For the seagulls’ list of victims seems to grow all the time. Tourists daring to eat ice creams in daylight, fans of fish and chip take-aways, festival goers, school children, cyclists, tortoisesChihuahuassupermarket customers, are all seen as fair game from the skies.

So serious is the airborne threat that the Conservative MP for one south-west England constituency called for a parliamentary debate after a friend lost his fish and chips to gulls. Even the notoriously tough South Africa rugby team was accused of being unnerved as their British coastal training ground was dive-bombed during the 2015 World Cup. National newspapers have featured photos of the birds swallowing rats, pigeons, and in one case reported the violent eating of a starling, as “the poor starling chicks were forced to look on”.

In 2015 the then prime minister, David Cameron, called for a “big conversation” about the challenge and pledged a quarter of a million pounds to fight back, egged on by the then Liberal Democrat MP Don Foster. The gull has Britain rattled, and its enemies appear to crumble. Neither the £250,000 nor Foster survived that year’s general election.

The creatures supposedly terrorising towns and capturing the public imagination are two particular species, the herring gull, Larus argentatus, and its very close cousin the lesser black backed gull, Larus fuscus. Both are large, feisty, greedy generalists happy to pull a worm from a wet lawn or dive bomb a jittery tourist into dropping their lunch.

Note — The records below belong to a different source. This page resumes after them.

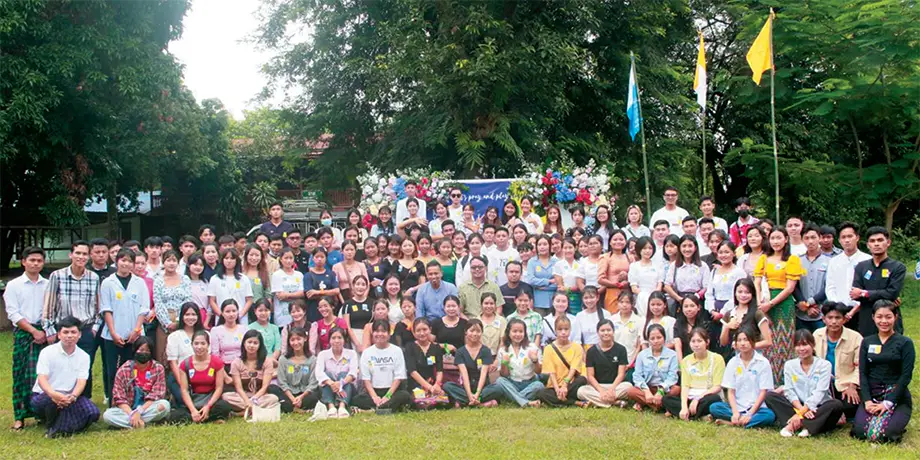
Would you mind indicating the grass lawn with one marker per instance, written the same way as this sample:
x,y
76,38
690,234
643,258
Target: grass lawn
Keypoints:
x,y
486,433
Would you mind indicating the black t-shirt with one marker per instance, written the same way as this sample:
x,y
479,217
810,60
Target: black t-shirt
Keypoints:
x,y
474,365
509,294
449,335
408,277
606,364
359,313
403,335
427,364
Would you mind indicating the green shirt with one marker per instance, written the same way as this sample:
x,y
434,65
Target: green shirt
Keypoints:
x,y
271,335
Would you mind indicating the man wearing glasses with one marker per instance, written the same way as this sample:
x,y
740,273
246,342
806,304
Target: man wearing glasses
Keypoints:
x,y
455,209
670,212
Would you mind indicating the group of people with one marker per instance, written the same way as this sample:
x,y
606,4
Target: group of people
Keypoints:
x,y
749,324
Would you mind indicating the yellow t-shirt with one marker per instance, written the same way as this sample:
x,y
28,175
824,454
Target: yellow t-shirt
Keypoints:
x,y
574,354
695,374
778,273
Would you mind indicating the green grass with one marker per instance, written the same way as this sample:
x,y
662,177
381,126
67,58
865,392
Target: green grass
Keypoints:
x,y
486,433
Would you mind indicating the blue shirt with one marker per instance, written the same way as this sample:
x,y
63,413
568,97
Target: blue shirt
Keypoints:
x,y
429,302
125,304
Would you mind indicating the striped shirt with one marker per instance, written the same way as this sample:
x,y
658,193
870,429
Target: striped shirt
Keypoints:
x,y
68,295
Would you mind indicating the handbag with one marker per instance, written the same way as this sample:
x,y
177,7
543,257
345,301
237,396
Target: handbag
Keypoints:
x,y
256,414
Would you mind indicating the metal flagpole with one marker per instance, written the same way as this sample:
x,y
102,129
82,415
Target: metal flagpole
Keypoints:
x,y
648,193
773,117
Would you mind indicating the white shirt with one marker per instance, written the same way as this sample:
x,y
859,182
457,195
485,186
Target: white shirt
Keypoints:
x,y
178,346
62,370
231,288
382,366
569,273
747,382
839,278
718,223
402,212
24,299
674,218
282,282
497,261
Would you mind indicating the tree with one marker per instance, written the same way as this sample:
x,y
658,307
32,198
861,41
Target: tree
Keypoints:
x,y
80,87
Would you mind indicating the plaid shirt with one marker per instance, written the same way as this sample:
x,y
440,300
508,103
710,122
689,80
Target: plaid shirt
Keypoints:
x,y
123,388
68,296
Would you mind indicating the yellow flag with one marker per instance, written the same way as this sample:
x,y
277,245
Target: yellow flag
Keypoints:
x,y
699,78
760,56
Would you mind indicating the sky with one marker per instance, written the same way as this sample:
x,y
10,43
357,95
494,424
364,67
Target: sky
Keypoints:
x,y
218,62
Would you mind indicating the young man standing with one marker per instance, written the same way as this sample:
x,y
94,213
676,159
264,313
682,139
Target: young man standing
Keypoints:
x,y
402,212
828,234
73,292
876,279
276,224
513,287
430,295
840,269
63,373
124,302
794,226
471,291
326,239
708,208
738,229
499,256
153,247
23,298
99,258
187,247
671,213
810,290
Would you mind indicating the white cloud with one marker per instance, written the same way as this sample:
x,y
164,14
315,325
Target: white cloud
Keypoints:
x,y
219,62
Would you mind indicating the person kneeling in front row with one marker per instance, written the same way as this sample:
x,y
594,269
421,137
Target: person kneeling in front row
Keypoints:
x,y
805,403
138,390
748,378
383,369
62,370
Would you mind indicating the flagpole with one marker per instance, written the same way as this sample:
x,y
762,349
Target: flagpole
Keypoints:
x,y
773,118
704,149
648,194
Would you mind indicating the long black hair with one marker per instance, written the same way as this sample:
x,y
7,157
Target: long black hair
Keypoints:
x,y
261,354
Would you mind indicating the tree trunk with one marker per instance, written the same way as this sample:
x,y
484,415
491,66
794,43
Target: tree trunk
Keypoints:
x,y
889,213
111,205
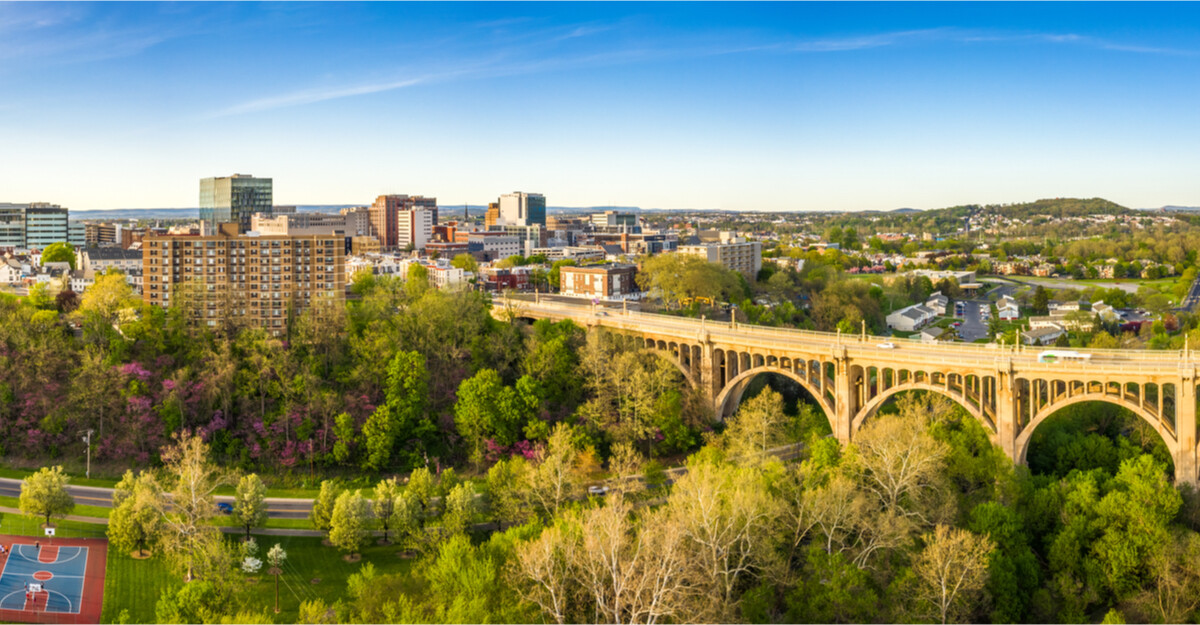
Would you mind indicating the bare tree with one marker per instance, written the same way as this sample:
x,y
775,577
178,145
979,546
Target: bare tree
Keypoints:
x,y
633,576
190,538
952,571
725,514
903,464
553,479
547,563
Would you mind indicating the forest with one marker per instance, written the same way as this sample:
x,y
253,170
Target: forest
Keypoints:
x,y
921,518
402,376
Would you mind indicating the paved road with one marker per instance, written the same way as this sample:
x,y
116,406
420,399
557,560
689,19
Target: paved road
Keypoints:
x,y
1055,283
1192,299
276,508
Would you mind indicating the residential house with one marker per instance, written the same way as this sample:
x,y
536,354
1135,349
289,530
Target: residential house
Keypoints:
x,y
1007,308
1042,336
911,318
1107,313
937,302
930,335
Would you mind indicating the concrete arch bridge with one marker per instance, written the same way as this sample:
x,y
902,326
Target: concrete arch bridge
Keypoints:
x,y
1006,388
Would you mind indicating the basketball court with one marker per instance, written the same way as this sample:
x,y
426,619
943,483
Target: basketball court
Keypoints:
x,y
52,580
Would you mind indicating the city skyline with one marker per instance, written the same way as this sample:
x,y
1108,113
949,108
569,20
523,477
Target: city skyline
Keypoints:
x,y
737,107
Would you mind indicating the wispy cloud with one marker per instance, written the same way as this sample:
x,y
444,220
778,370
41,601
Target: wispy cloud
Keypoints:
x,y
316,95
531,58
954,35
863,42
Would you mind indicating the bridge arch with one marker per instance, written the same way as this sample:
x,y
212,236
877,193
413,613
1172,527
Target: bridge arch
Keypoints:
x,y
874,404
735,388
665,354
1026,436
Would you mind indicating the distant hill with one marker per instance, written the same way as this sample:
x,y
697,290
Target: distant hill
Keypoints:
x,y
1059,208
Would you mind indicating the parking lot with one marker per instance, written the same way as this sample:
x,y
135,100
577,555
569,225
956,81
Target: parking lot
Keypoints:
x,y
975,323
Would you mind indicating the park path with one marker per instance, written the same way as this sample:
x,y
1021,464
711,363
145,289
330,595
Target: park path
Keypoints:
x,y
227,529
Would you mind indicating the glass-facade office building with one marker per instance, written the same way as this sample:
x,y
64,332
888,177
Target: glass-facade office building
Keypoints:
x,y
37,226
45,226
234,199
12,226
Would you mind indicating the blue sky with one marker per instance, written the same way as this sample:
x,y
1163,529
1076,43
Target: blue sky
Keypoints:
x,y
715,106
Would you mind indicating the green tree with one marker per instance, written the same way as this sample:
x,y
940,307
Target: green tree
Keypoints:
x,y
489,409
59,252
462,505
349,523
675,277
553,276
40,296
508,485
1041,300
137,517
323,506
45,494
402,418
421,487
466,263
418,281
105,299
250,503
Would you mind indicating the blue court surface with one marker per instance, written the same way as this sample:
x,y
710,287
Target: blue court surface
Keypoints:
x,y
61,578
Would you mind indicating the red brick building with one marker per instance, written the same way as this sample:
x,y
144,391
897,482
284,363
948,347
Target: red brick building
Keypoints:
x,y
603,282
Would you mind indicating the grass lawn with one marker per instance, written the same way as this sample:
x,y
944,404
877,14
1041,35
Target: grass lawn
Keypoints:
x,y
309,559
22,526
81,510
135,586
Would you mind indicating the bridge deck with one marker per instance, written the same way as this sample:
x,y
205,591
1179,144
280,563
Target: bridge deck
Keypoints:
x,y
1143,362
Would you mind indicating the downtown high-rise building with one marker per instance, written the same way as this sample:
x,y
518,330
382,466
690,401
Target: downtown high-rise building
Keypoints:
x,y
400,221
523,209
36,226
259,280
234,199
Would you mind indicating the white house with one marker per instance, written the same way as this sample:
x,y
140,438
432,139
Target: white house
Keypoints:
x,y
937,302
911,318
1042,336
1107,312
1007,308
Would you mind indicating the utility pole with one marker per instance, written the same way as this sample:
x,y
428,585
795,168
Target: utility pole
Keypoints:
x,y
87,439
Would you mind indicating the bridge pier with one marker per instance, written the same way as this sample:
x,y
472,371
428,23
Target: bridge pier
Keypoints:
x,y
1186,430
845,407
1006,415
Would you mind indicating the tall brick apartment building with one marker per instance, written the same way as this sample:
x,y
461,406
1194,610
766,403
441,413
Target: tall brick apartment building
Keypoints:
x,y
261,277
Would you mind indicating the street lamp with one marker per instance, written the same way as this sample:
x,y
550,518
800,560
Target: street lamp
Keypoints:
x,y
87,440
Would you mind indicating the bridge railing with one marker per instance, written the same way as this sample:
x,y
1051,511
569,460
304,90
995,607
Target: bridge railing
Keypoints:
x,y
1025,354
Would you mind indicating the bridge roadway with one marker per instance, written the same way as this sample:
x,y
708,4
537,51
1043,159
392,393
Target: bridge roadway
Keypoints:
x,y
850,376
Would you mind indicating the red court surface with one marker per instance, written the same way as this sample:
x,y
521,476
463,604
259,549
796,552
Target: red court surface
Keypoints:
x,y
37,607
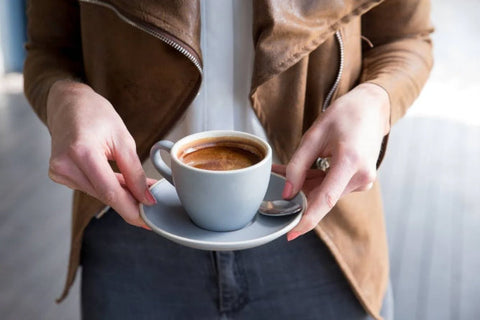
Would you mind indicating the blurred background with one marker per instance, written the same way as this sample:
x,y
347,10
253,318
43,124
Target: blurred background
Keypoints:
x,y
430,181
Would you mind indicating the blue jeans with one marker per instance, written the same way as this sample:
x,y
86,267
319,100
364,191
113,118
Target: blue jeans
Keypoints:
x,y
131,273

Both attract critics and supporters in equal measure. The birds are either seen as viscous free loaders who pose a genuine threat to children, or an entertaining part of the British seaside tradition. After all, what exactly do you expect to find beside the sea?


But the gulls’ recent fortunes are complex, with both species widespread in northern Europe. In the 20th century their range of habitat expanded and overall populations rose, perhaps due to a decline in hunting and egg collecting, combined with their adoption of refuse tips as prime foraging sites.

At the same time they have retreated from their traditional coastal breeding haunts and have been making their homes in big cities since the 1940s. But despite appearing to be common, their overall numbers are not on the increase. In the UK in the late 1900s the population of lesser black backed gulls fell by 48% between 2000 and 2013. With most birds breeding in just four super-colonies which have all shown marked declines, the lesser black back is now officially an “amber listed” endangered species.

Inevitably, labelling the birds both as a psychotic murderer and an endangered species causes confusion. Both species are protected by a mix of UK and European law, although nuisance lesser black backs could, until recently, be controlled with a general licence under the UK’s Wildlife and Countryside Act. But this option was withdrawn as the gulls’ numbers fell and did not apply to herring gulls in the first place.

So what do we do about the sometimes ruffled relationship between gulls and humans? Research from a study in the Netherlands indicated that culling of urban populations may be largely ineffective, merely resulting in new birds migrating in to exploit new nesting and feeding opportunities. One response may be to “gull-proof” rubbish and waste bins, reducing the food available and so reducing the major incentive for the birds to share our urban living spaces.

The trouble is, you cannot gull-proof a tourist. The traditional British seaside sights of donkey rides, deck chairs and buckets and spades are now joined by the day tripper holding out a chip to lure in a beady-eyed gull next to a “Do not feed the gulls” sign as other tourists run for shelter. The gulls continue to dive bomb, terrify, and target the unwary.

Meanwhile, the pair of lesser black backs that last year bred on the roof outside my city centre office in northern England are back. As I write this, they are swooping, mewling, and fighting for dominance in the gusts and eddies of campus buildings. Both of their chicks apparently survived and are probably looking forward to their first high season of adolescent rampage at the nearby promenade, where the notorious local gulls have learned to use the automatic doors of fast food outlets.